L’équipe lilloise va donc étudier en détail les 124 patients admis en réanimation pour une pneumonie confirmée Covid-19 entre le 27 février et le 5 avril 2020. Ils ont entre 26 et 87 ans (un quart à mois de 51 ans, un autre quart a plus de 70 ans). Premier enseignement: les trois quarts souffrent d’obésité (IMC de 30 ou plus, 47%) ou d’obésité sévère (IMC supérieure à 35, 28%). Et ce sont les deux tiers de ces patients en surpoids qui devront être intubés pour bénéficier d’une assistance par ventilation mécanique. «Plus on est obèse et plus le risque de devoir être intubé-ventilé s’accroît, explique le Pr Pattou. L’obésité apparaît comme le paramètre clé pour ces malades gravement atteints.»

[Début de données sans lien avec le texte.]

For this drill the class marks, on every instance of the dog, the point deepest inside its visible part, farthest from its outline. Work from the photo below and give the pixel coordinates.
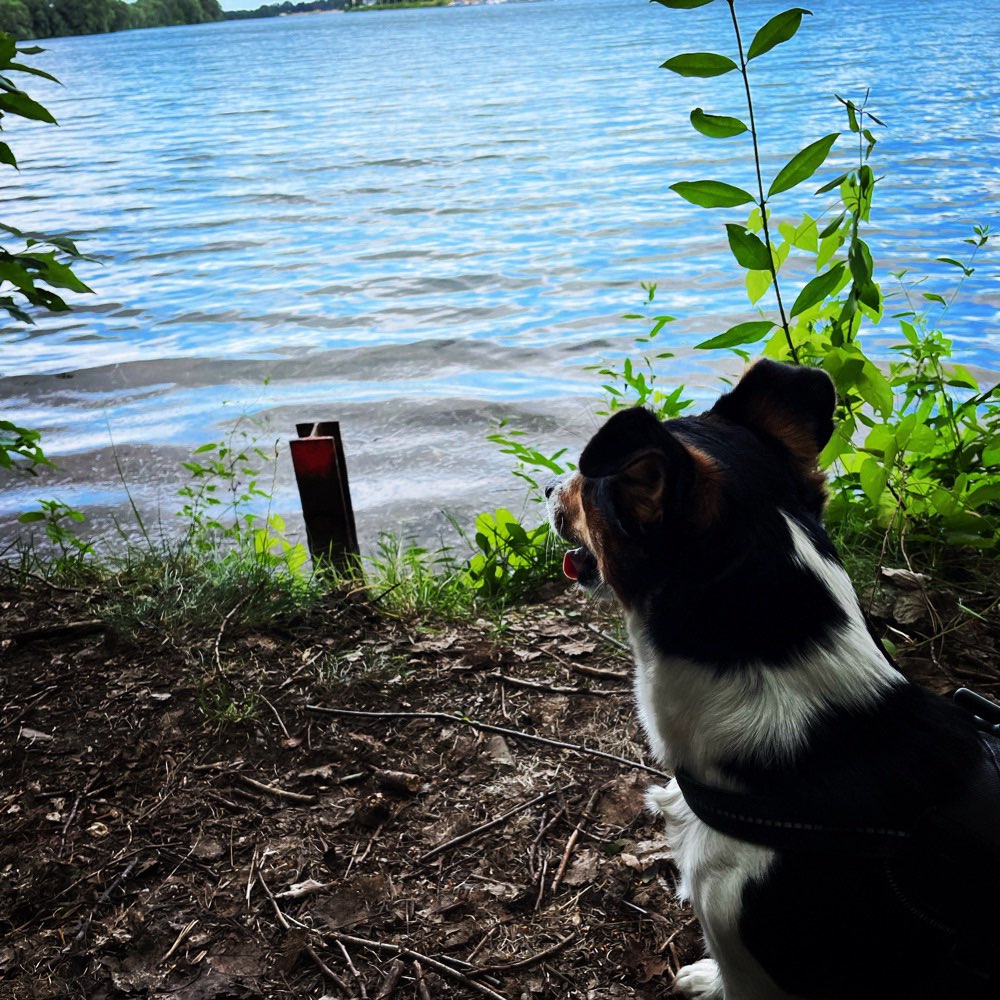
(836, 828)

Grâce aux différentes données recueillies, une analyse statistique multivariée (prenant en compte l’influence des facteurs de risque les uns par rapport aux autres) va par ailleurs mettre en évidence pour la première fois que l’obésité est un facteur de risque indépendant. À lui seul, il influence le risque d’avoir un état suffisamment grave d’hypoxémie (diminution anormale de la quantité d’oxygène contenue dans le sang) nécessitant le recours à une ventilation mécanique. Les patients avec une obésité sévère ont sept fois plus de risque d’être intubés et ventilés dans cette étude que ceux de poids normal (IMC inférieur à 25).
Par comparaison, l’autre facteur de risque indépendant est le sexe masculin qui double ce risque. «Cela ne veut pas dire que les autres facteurs de risque n’influent pas mais il faudra des cohortes plus grandes pour l’apercevoir car cette influence est sans doute moins forte», explique le Pr Pattou. L’âge par exemple n’était pas un facteur indépendant d’aggravation conduisant à l’intubation.

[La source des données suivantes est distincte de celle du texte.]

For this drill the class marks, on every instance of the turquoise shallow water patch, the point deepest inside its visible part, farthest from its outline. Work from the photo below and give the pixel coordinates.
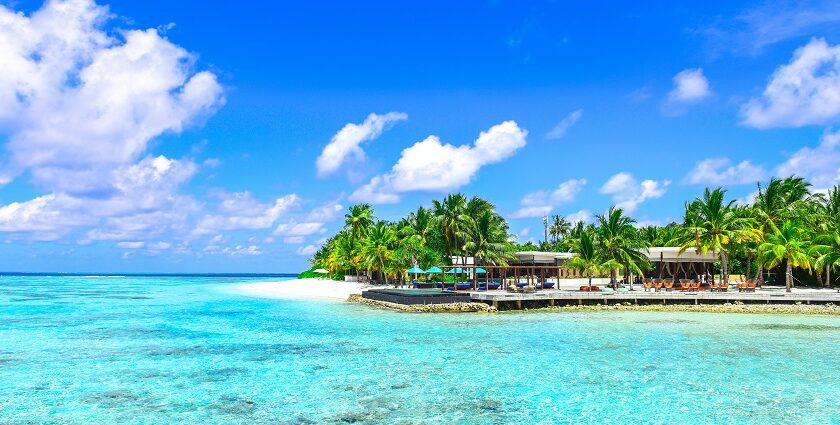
(188, 350)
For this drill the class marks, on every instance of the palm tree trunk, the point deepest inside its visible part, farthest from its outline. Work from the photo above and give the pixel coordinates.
(788, 277)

Ces cohortes plus larges deaient aussi permettre d’en savoir plus sur cette défaillance respiratoire. Car le Covid-19 ne conduit pas à un syndrome de détresse respiratoire aiguë (SDRA) typique, affirmaient le 30 mars, dans l’American Journal of Respiratory and Critical Care Medicine, des réanimateurs italiens. «En effet, la première chose que nous avons observée (confirmée par des collègues d’autres hôpitaux) est la dissociation entre leurs capacités pulmonaires mécaniques relativement bien préservées et la sévérité de l’hypoxémie.»
C’est aussi l’avis du Pr Mercè Jourdain. La saturation en oxygène dans le sang chute parfois brutalement, provoquant une dégradation très rapide de l’état des patients. «C’est quelque chose que l’on ne voyait pas avec d’autres infections respiratoires sévères» où cette baisse elle plus progressive, explique le médecin. Cela ne sert à rien «d’intuber-ventiler trop tôt mais il ne faut pas non plus le faire trop tard, explique-t-elle. Et il faut les ventiler en douceur pas comme un SDRA». Une nouvelle publication sur ce point est déjà en préparation.